Video: One aspect of The Last House on the Left that Night Train Murders didn't mimic was its photography. Last House... was shot on grainy 16mm stock by a threadbare crew of novices, giving it a sort of gritty, almost documentary-style appearance that further unsettled viewers. Night Train Murders was assembled by a more experienced group and made the upgrade to 35mm film, making for a much slicker looking production. It could be argued that its more conventionally cinematic appearance works against the movie, but that's a rant for another time. Blue Underground's certainly done an incredible job with this disc, which shouldn't be all that surprising to anyone familiar with the company's consistently exceptional work. The 1.85:1 anamorphic widescreen image is unwaveringly sharp and detailed, with no variation in quality even in the key sequences filmed under low lighting. There's no sign of wear or abuse throughout the film's entire runtime, and no authoring concerns cropped up either.

Audio: The monaural soundtrack, encoded at the standard bitrate of 192Kbps, is unexceptional but not marred by any notable flaws. The range is limited, not featuring any crystalline highs or thunderous lows. Dialogue comes through reasonably well, although like many Italian films from the same time period, the dialogue was recorded in post-production. The line readings don't sync up to lip movements particularly well, and the vocal performances themselves are fairly poor. It's a serviceable soundtrack but nothing beyond that. The English audio is it as far as audio options go -- there are no alternate soundtracks, subtitles, or closed captions.

Supplements: The featured extra is a fifteen minute interview with co-writer/director Aldo Lado entitled "Riding the Night Train". In it, Lado covers a variety of topics, including the 'mask of respectability' visible throughout much of his work, his thematic goals for the film, how the cast was assembled, working with Ennio Morricone in establishing the harmonica-heavy score, struggling with the censors, and the origins of one of the movie's eventual titles. The interview is presented in anamorphic widescreen, and Lado's Italian comments are subtitled in English. Various promotional material is also included -- a U.S. theatrical trailer, an international trailer, and a pair of hysterically over-the-top radio spots under the title The New House on the Left that have seemingly nothing to do with the movie whatsoever. A comprehensive still gallery offers a look at various posters, lobby cards, publicity stills, pages from a pressbook, ad mats, soundtracks, and home video releases. There are sixty images or so total.

Night Train Murders is packaged in Blue Underground's trademark transparent keepcase, featuring a set of animated 16x9-enhanced menus and twenty-four chapter stops.

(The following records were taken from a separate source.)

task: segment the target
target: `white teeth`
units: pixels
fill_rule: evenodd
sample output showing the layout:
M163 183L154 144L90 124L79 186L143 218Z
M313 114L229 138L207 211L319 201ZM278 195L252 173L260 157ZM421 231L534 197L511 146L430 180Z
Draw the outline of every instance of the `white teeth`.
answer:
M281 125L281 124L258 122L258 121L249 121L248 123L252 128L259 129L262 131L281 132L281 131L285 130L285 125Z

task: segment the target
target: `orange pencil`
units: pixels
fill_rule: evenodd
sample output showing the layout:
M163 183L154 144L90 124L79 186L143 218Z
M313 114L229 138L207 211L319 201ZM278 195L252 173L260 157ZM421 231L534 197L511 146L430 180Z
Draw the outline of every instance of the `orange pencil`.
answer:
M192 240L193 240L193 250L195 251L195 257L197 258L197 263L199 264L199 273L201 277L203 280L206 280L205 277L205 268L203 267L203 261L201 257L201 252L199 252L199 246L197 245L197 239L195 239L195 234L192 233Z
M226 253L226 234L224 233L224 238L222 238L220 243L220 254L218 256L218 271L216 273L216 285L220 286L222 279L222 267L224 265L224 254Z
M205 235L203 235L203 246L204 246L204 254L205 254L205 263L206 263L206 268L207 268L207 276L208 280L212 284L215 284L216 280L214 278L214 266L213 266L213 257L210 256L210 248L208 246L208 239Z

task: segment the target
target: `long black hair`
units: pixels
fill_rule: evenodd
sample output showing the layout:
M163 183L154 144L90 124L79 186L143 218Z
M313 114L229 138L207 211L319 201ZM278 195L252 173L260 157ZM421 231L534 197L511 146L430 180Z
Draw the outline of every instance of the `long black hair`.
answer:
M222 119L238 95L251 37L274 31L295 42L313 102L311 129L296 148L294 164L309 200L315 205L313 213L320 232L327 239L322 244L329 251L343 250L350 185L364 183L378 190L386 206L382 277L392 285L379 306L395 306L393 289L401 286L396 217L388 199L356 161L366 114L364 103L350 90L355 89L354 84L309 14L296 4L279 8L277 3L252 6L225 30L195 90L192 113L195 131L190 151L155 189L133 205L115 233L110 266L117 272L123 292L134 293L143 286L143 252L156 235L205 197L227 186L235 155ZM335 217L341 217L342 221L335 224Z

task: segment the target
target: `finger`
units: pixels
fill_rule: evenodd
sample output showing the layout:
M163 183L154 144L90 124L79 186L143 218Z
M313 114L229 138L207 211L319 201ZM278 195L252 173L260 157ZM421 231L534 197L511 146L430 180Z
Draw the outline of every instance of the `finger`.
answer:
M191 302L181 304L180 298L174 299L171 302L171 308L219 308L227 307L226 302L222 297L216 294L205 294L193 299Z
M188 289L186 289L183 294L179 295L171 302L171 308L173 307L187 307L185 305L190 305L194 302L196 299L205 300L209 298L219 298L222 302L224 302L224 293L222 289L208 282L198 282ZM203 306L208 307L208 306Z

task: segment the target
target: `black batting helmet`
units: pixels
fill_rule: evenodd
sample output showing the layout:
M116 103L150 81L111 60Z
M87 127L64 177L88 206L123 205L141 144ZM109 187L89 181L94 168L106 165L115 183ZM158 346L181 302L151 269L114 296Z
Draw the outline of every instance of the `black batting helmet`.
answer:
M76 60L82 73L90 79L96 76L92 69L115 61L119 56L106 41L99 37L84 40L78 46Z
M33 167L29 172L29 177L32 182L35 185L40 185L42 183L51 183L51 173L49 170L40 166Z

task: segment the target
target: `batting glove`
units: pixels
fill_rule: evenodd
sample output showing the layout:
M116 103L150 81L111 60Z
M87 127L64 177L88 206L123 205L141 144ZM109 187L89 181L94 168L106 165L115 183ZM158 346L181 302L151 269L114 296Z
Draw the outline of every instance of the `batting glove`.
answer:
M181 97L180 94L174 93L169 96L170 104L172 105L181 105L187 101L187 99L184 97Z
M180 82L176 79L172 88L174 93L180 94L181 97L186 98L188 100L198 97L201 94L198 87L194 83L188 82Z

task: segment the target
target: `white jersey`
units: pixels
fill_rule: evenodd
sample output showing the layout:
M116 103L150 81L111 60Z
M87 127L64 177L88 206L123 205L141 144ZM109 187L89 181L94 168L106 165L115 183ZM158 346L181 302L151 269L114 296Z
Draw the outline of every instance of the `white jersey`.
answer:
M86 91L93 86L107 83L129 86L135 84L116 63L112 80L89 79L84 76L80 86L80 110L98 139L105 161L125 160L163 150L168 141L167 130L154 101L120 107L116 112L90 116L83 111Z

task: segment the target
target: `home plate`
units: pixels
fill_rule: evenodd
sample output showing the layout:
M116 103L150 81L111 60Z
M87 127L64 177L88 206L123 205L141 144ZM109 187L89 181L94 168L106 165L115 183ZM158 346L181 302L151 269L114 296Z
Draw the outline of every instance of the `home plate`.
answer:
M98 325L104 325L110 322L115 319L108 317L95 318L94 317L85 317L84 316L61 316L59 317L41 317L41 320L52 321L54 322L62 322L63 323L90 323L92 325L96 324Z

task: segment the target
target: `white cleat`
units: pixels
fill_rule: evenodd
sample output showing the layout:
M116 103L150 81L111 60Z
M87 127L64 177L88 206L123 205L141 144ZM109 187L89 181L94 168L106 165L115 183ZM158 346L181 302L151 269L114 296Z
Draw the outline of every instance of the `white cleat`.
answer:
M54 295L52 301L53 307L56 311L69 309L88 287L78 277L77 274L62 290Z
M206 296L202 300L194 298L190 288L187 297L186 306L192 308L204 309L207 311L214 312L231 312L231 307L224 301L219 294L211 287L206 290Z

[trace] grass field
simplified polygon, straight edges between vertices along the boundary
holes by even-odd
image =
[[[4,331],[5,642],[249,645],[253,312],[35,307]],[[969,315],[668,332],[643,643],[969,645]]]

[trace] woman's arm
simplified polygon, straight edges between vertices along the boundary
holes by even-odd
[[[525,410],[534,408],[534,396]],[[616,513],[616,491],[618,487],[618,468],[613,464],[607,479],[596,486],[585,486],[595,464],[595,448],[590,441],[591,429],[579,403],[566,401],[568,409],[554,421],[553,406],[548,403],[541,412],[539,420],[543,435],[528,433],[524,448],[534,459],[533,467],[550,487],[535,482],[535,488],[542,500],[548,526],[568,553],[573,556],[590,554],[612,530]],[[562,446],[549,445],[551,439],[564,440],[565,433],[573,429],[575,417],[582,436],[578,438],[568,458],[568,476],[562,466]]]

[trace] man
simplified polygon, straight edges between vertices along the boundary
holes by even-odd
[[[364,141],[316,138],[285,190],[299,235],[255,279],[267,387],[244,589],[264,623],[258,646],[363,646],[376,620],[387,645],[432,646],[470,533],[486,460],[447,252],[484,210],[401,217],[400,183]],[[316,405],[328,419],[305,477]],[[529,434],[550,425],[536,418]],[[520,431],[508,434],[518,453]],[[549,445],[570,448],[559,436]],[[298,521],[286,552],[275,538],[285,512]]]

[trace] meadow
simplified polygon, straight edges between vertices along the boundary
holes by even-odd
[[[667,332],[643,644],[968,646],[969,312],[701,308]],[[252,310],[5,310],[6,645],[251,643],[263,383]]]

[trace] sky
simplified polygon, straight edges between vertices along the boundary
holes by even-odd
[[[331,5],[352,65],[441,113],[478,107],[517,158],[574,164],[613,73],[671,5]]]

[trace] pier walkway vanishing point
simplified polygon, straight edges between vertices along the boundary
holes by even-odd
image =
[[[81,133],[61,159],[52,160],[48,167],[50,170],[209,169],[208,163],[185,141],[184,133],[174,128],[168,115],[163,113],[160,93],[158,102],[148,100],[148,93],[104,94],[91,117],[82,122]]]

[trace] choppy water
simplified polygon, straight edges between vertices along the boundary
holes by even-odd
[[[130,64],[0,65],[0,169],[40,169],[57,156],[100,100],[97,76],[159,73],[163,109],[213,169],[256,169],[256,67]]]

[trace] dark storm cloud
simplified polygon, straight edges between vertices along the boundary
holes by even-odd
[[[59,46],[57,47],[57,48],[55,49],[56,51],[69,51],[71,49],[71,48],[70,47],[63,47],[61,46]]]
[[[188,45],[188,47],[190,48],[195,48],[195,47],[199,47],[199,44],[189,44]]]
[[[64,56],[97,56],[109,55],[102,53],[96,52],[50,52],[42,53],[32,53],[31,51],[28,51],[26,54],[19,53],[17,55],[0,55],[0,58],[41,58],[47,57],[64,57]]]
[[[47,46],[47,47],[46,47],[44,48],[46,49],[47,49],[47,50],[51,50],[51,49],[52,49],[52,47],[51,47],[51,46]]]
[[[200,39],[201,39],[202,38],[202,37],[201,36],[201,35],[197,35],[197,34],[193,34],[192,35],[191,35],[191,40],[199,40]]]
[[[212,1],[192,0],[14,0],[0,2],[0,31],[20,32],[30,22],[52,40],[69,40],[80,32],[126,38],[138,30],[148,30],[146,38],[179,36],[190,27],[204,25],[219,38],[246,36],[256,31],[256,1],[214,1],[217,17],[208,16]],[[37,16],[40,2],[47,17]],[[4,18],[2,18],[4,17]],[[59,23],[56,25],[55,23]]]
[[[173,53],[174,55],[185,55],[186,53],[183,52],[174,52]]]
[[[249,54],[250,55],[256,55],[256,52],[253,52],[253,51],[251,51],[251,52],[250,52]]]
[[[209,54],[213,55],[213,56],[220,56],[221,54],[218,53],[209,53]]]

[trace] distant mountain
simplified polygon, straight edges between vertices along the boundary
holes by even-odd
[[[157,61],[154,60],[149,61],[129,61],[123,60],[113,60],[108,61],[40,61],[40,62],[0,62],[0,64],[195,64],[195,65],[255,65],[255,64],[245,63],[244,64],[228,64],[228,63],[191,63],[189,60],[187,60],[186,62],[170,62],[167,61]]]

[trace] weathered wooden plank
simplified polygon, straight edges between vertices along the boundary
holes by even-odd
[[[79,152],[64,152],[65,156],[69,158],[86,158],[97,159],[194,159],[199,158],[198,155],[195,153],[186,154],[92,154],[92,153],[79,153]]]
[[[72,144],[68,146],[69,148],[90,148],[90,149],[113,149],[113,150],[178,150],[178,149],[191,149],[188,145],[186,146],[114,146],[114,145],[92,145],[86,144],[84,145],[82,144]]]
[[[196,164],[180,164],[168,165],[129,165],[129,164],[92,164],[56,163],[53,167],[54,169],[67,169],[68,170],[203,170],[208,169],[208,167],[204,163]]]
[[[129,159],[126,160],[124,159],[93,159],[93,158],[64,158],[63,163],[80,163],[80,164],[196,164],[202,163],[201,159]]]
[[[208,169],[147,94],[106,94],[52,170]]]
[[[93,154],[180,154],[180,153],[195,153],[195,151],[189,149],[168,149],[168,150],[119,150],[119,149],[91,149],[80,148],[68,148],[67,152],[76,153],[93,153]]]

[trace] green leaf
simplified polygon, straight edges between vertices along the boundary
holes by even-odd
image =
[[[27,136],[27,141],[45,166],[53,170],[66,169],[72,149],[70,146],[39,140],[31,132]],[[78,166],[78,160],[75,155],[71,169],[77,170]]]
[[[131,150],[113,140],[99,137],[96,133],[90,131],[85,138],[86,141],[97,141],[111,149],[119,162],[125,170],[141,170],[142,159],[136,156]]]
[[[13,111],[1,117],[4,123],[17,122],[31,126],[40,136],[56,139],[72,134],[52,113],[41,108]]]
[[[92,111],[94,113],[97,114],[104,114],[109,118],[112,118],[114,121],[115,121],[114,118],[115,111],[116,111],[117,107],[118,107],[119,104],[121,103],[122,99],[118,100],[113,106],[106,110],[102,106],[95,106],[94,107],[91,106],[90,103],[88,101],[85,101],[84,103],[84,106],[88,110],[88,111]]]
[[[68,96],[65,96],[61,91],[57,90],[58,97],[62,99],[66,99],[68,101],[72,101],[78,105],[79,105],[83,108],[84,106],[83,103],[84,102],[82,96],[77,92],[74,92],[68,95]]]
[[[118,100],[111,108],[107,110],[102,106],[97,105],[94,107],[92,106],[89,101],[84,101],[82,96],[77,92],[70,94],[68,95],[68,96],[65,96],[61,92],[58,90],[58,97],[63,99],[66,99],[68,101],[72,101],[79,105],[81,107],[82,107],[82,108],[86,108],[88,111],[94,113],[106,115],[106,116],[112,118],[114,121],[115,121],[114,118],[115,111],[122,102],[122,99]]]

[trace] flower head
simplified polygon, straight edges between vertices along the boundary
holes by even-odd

Conclusion: Night Train Murders has a few redeemingly uncomfortable moments that make the numerous comparisons to The Last House on the Left seem deserved. Still, it suffers from so many flaws -- poor pacing, an anemic screenplay, weak overdubbed dialogue, and a tendency to flinch during the sparse brutality -- that I can't recommend the movie on its own merits with any great enthusiasm. Blue Underground has done a great job with the DVD release, even if it's not one of their meatier special editions. If this is a movie you've been searching for or have been waiting to receive proper treatment on DVD, then I'd have no qualms recommending this disc. For anyone else who's curious, I'd lean more towards a rental, if it's an option. I don't see much in the way of replay value here. Rent It.